Tuesday, January 30, 2018

Dream

Here’s a dream from last night.

I’m in a warren of bookcases, piles of books, audio equipment, records, tapes, etc., in a private archive of words and sounds. I’m busy tidying things. It’s all very orderly, if eccentrically so. A young woman is looking through records disinterestedly. I pull our a heavy plastic record, shaped like a soft-edged triangle, and place it on a turntable. I’m not sure it will play, but I feel confident. The record produces sounds including mouth popping. The woman begins to nod listening. A man nearby begins to imitate the sounds. We all work together, as band mates and archivists.

In one room, I discover a glass case over an owl’s next below. I excitedly tell the others that there are baby owls in the nest. They discourage me from looking at the owls, as they’re covered in fungus. I return to find raccoons roaming around the case, and decide the leave that area alone.

A young man is searching for something specific. He doesn’t require assistance. I move around, rearranging materials to encourage his “serendipitous discovery” of sounds and words I find interesting. A number of others gather to talk and compare notes. I try to reach around them to open my private stash to offer for his perusal. I can’t reach to show him, so I indicate where he can find it.

Some of the recordings seem purely arbitrary but relate to the chance in art, as in Fluxus.
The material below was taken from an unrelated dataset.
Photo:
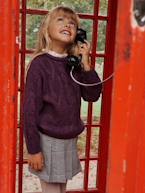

I have a lot of material from a Czechoslovakian movement that we listen to in order to perform and keep the form alive. I play one record of words and sounds. One young woman gets up to dance. Two others join her. Their dance is utterly joyful and in tune with nonsense. We’re all very connected. 

I’m alone again, baking for a large group. I mix dry ingredients in a large bowl. I’m confidently playing with the recipe. I go back and forth to a garden for ingredients. There, I have a flower that is of interest to an older military man. I teach him about the flower’s properties. As I do, I play with the petals. Arranged on one side, the flower looks like a spider. On another, like a glove. Around the circumference, like a sun. The man is interested in what I know about the flower but not interested in these games; he’s very no nonsense.

I go back to baking. I realize I don’t have a pie shell. I don’t think I need one. I could make it. But I recall they’re readymade in stores, so I go to look for one. I’m barefoot in the store.